Depuis plusieurs semaines, la France connaît des pénuries de misoprostol, une pilule utilisée pour avorter. Face aux tensions d’approvisionnement, le ministre de la Santé François Braun a annoncé mardi importer des pilules depuis l’Italie.

« Ce 18 avril, le ministère de la santé François Braun annonce que la France va importer d’Italie des pilules abortives (#misoprostol) pour faire face aux pénurie », a déclaré sur Twitter l’Observatoire de la transparence des médicaments (OTMeds) mardi 18 avril.

Le misoprostol est une pilule utilisée dans 76% des avortements médicamenteux en France, selon la Direction de la recherche, des études, de l’évaluation et des statistiques (Drees). 

Actuellement, ce médicament est en pénurie principalement dans les villes de Lille et de Colmar, et dans les régions d’Île-de-France et d’Occitanie, selon l’OTMeds qui a donné l’alerte vendredi 14 avril.

De son côté, l’Agence nationale de sécurité du médicament (ANSM) parle de « tensions d’approvisionnement », et non de pénuries. L’ANSM ajoute que les tensions sur le misoprostol en France datent du début de l’année 2023.

Selon l’Agence européenne des médicaments (EMA), aucun autre pays dans l’UE ne connaît une situation similaire à celle de la France.  

« L’EMA n’a pas été informée de pénuries récentes de pilules abortives dans l’UE », a déclaré l’EMA à Euractiv France.
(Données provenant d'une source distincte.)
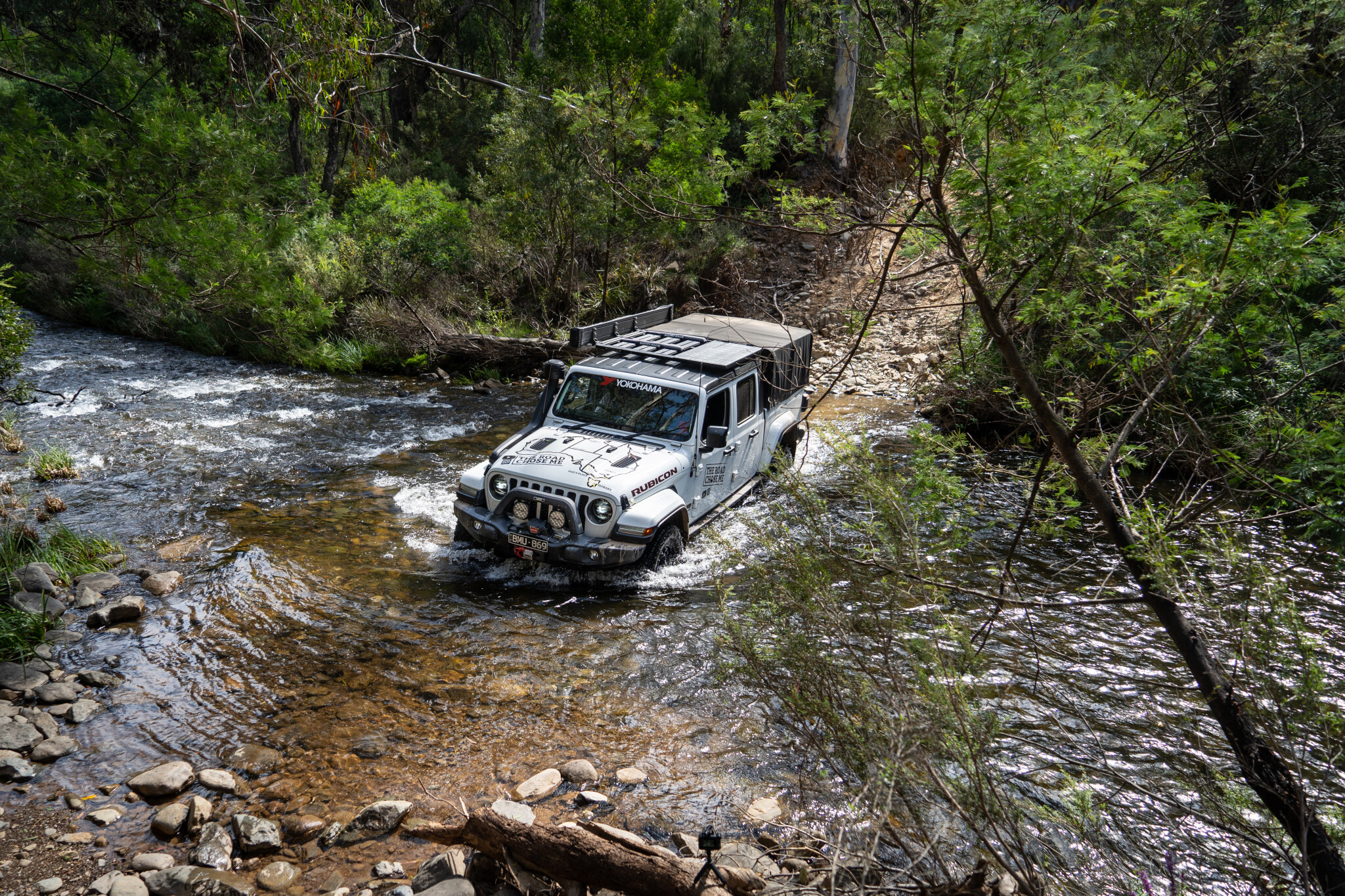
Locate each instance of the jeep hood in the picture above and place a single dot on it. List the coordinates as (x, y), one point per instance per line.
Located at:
(590, 461)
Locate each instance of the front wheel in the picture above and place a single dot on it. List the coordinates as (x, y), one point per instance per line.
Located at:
(665, 548)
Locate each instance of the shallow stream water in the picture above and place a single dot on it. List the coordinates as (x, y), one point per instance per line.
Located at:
(326, 613)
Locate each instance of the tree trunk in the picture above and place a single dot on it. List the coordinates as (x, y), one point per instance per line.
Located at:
(837, 129)
(335, 119)
(1264, 770)
(537, 28)
(594, 855)
(296, 137)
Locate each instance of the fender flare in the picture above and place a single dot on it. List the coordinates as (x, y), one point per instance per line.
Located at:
(658, 509)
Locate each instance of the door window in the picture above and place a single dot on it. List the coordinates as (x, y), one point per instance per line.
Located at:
(747, 398)
(716, 412)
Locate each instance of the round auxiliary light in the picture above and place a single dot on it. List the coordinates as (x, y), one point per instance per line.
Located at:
(600, 511)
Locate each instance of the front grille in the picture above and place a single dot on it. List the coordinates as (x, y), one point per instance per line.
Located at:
(541, 508)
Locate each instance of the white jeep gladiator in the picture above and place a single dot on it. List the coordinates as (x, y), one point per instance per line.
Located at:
(634, 449)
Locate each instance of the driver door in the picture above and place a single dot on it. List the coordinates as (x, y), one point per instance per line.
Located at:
(713, 476)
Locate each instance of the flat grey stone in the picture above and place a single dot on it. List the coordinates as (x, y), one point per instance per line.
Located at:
(514, 812)
(84, 711)
(163, 781)
(214, 847)
(373, 821)
(169, 821)
(256, 759)
(440, 868)
(54, 748)
(277, 876)
(256, 834)
(38, 603)
(57, 692)
(16, 769)
(19, 736)
(99, 679)
(35, 578)
(451, 887)
(185, 880)
(152, 861)
(128, 885)
(121, 610)
(99, 582)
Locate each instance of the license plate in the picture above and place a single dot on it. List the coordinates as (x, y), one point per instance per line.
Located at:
(522, 540)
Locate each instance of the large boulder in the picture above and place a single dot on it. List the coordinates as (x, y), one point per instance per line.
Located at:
(256, 834)
(35, 578)
(214, 848)
(19, 736)
(185, 880)
(37, 603)
(373, 821)
(14, 767)
(124, 610)
(163, 781)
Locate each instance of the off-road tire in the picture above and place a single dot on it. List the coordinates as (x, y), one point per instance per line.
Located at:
(666, 547)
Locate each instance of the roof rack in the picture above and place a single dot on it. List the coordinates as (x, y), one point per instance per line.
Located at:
(595, 333)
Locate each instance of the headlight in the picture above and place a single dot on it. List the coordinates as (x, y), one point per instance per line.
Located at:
(600, 511)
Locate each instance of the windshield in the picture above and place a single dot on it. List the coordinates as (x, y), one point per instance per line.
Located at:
(628, 405)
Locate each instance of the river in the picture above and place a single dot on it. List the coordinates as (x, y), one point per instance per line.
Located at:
(326, 613)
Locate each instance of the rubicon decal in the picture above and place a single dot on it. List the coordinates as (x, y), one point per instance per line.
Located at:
(635, 385)
(649, 485)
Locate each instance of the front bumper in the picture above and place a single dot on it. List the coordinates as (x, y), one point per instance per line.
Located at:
(573, 551)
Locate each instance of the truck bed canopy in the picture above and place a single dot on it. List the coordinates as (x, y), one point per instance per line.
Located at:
(789, 349)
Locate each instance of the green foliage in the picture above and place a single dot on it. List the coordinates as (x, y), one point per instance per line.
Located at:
(53, 463)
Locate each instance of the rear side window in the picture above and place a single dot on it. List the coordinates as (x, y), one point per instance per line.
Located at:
(716, 410)
(747, 398)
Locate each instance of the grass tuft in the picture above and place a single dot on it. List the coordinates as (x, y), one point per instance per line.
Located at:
(53, 463)
(10, 440)
(68, 553)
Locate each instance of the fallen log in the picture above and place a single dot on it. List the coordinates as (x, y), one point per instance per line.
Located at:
(596, 856)
(506, 352)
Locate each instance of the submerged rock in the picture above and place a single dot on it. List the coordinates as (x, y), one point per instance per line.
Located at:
(162, 584)
(256, 834)
(214, 848)
(579, 771)
(440, 868)
(278, 876)
(540, 786)
(124, 610)
(163, 781)
(217, 779)
(256, 759)
(374, 820)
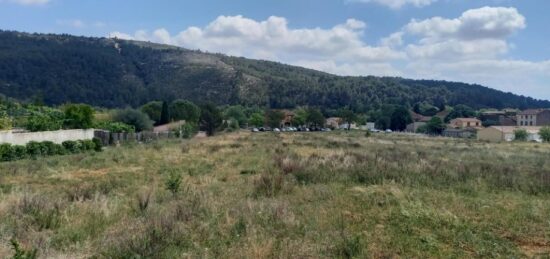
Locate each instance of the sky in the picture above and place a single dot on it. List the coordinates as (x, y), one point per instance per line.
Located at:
(502, 44)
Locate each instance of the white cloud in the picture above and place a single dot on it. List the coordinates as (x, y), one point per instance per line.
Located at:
(339, 49)
(472, 48)
(396, 4)
(27, 2)
(80, 24)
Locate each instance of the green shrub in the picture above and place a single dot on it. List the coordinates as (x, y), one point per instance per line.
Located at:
(545, 134)
(21, 253)
(72, 147)
(6, 152)
(87, 145)
(19, 152)
(173, 183)
(97, 144)
(188, 130)
(34, 149)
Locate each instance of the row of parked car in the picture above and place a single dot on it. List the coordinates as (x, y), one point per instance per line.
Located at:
(290, 129)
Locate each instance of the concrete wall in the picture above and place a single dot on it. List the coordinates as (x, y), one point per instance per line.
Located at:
(54, 136)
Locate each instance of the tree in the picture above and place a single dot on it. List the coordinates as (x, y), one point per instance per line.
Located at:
(435, 126)
(153, 110)
(300, 117)
(460, 111)
(185, 110)
(236, 113)
(315, 117)
(256, 120)
(78, 116)
(400, 118)
(521, 135)
(5, 121)
(45, 119)
(139, 120)
(164, 114)
(347, 116)
(545, 134)
(273, 118)
(210, 119)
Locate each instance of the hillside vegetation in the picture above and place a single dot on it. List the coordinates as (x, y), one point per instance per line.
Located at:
(314, 195)
(117, 73)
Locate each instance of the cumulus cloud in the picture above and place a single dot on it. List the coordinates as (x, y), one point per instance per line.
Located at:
(339, 49)
(80, 24)
(396, 4)
(471, 48)
(27, 2)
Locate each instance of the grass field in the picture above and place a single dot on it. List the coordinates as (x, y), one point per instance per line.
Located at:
(267, 195)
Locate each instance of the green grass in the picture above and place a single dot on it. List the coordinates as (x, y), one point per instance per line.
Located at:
(244, 195)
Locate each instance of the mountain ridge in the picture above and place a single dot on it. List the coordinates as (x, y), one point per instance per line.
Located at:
(112, 72)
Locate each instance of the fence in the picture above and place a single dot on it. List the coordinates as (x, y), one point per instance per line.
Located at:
(109, 138)
(58, 137)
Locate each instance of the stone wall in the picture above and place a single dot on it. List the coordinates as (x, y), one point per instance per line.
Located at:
(54, 136)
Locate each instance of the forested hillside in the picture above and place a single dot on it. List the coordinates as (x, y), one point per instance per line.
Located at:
(119, 73)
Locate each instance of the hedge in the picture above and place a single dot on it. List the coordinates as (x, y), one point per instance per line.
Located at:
(34, 149)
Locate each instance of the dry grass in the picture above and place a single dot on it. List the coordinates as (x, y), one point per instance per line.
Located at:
(262, 195)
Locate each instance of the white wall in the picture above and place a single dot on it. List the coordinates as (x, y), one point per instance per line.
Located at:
(53, 136)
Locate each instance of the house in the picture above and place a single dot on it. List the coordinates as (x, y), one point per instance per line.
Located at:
(287, 119)
(500, 118)
(534, 117)
(459, 133)
(413, 127)
(462, 123)
(168, 127)
(333, 122)
(506, 133)
(419, 118)
(346, 126)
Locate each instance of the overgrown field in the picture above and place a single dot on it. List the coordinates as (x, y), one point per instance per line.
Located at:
(293, 195)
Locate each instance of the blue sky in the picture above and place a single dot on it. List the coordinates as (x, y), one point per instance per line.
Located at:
(503, 44)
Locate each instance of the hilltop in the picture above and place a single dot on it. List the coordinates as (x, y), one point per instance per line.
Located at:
(117, 73)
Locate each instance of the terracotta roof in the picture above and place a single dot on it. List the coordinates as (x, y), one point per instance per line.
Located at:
(468, 119)
(168, 127)
(512, 129)
(531, 112)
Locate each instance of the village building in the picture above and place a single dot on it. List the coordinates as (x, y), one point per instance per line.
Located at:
(459, 133)
(413, 127)
(463, 123)
(534, 117)
(507, 133)
(333, 122)
(288, 118)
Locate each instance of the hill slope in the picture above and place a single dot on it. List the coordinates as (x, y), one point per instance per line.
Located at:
(117, 73)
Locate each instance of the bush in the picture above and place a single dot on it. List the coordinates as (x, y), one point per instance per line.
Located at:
(78, 116)
(115, 127)
(6, 152)
(87, 145)
(34, 149)
(72, 147)
(139, 120)
(545, 134)
(173, 183)
(98, 146)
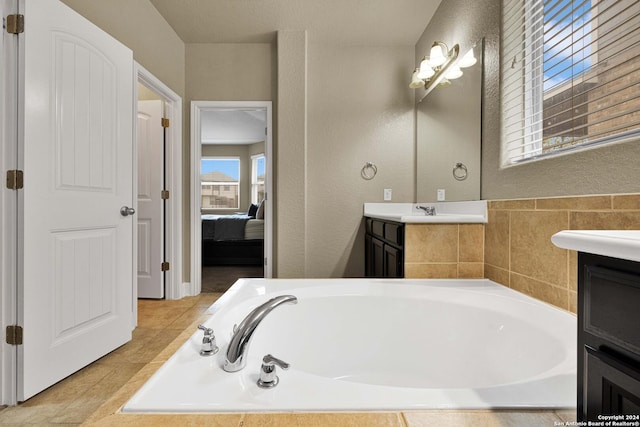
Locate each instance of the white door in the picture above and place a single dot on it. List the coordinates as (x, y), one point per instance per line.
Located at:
(76, 268)
(150, 203)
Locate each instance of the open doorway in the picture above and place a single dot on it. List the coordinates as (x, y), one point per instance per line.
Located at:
(158, 171)
(230, 187)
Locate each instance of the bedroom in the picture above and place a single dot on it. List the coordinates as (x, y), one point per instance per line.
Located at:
(232, 187)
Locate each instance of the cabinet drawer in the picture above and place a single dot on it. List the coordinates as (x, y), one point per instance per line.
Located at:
(394, 233)
(377, 228)
(611, 301)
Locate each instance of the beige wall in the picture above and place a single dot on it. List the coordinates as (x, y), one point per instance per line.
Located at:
(360, 109)
(244, 153)
(222, 72)
(518, 249)
(138, 25)
(604, 170)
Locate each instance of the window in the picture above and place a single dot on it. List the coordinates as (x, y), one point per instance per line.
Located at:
(570, 74)
(257, 178)
(220, 181)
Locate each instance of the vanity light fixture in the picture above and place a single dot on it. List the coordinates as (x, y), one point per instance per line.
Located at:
(440, 66)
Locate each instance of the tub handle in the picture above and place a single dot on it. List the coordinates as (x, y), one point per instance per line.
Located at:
(268, 377)
(209, 346)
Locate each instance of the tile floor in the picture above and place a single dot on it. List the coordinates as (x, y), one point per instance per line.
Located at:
(93, 395)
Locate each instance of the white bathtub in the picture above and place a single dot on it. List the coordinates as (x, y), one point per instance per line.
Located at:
(361, 344)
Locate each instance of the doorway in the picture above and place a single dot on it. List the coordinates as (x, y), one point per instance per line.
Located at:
(235, 189)
(149, 88)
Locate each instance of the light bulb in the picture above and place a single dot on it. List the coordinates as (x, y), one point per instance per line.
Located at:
(426, 71)
(415, 80)
(454, 73)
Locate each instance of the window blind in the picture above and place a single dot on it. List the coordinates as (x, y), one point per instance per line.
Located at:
(570, 75)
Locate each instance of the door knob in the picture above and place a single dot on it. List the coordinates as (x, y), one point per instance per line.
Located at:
(126, 211)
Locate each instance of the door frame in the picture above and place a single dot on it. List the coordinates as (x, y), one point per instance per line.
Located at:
(9, 200)
(197, 107)
(174, 289)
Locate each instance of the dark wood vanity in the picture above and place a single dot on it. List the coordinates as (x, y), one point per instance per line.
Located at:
(384, 248)
(608, 338)
(608, 365)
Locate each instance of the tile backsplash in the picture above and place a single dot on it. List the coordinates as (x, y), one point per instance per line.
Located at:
(444, 251)
(518, 251)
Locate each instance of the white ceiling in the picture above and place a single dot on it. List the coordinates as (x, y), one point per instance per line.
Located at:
(233, 127)
(351, 22)
(363, 22)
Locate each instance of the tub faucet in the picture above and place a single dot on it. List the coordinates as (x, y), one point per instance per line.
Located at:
(239, 344)
(428, 210)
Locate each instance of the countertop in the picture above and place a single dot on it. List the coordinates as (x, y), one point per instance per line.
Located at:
(623, 244)
(446, 212)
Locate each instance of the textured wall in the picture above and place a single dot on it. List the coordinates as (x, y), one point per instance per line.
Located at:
(360, 110)
(139, 26)
(291, 155)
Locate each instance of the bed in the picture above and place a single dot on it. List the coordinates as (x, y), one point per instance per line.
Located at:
(232, 240)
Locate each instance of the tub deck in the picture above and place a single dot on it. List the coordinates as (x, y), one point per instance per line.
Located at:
(205, 387)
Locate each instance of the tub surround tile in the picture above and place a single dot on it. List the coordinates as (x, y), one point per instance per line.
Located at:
(430, 271)
(471, 243)
(430, 243)
(627, 201)
(584, 203)
(615, 220)
(470, 270)
(520, 204)
(496, 248)
(444, 251)
(543, 291)
(532, 253)
(497, 274)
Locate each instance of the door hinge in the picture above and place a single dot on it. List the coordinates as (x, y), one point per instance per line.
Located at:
(15, 179)
(15, 24)
(14, 335)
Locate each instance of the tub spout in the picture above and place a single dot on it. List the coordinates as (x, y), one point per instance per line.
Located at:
(239, 344)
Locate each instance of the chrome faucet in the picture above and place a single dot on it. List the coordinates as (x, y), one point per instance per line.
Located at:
(428, 210)
(239, 344)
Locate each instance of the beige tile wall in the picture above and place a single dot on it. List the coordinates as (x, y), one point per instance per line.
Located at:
(444, 251)
(518, 251)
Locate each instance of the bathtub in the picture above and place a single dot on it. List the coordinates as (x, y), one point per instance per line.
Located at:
(363, 344)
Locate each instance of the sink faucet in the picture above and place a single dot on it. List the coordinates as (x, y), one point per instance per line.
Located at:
(428, 210)
(239, 344)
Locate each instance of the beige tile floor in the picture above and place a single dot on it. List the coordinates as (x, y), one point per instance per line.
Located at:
(94, 395)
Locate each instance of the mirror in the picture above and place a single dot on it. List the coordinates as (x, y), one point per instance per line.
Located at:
(449, 137)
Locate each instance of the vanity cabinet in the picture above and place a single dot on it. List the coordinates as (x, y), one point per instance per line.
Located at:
(384, 248)
(608, 337)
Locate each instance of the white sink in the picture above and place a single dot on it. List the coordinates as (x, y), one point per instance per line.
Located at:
(446, 212)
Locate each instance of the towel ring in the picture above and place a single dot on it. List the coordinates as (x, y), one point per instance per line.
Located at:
(460, 172)
(369, 171)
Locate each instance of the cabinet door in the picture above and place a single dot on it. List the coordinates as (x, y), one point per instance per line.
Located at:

Selon l’Agence européenne, les pénuries les plus récentes de misoprostol et d’autres antiprogestatifs remontent à 2020, principalement en Slovaquie et en Norvège.

« Les autorités nationales compétentes gèrent généralement les pénuries de produits autorisés au niveau national, en particulier si elles n’affectent pas d’autres pays », a précisé l’EMA à Euractiv. 

Accès à l’IVG restreint 

Les tensions sur le misoprostol font craindre un accès restreint à l’interruption volontaire de grossesse (IVG), et plusieurs associations et politiques ont donné l’alerte. 

« En France, le droit effectif à l’IVG est gravement entravé ! », a déclaré sur Twitter mardi la députée France Insoumise (LFI) Mathilde Panot. 

« Les difficultés d’approvisionnement en pilules abortives impactent directement les personnes qui veulent avorter. La situation ne peut plus durer ! Nous sonnons le signal d’alarme et alertons François Braun. », a également déclaré dans un tweet mardi le Planning familial. 

« Aujourd’hui, la pénurie franchit une étape supplémentaire. Elle affecte le droit des femmes à l’IVG », a écrit la Vice-présidente du Sénat Laurence Rossignol (Socialitse, Écologiste et Républicain) dans une lettre adressée à François Braun. 

Selon l’Observatoire de la transparence du médicament, la pénurie de misoprostol est le fruit d’une « concentration de la production », qui aurait pour conséquence de rendre la chaîne d’approvisionnement « vulnérable ».

« La défense du droit à l’IVG passe par une relocalisation publique de la production des pilules abortives. Cette production doit par ailleurs être coordonnée au niveau européen », a conclu l’OTMeds.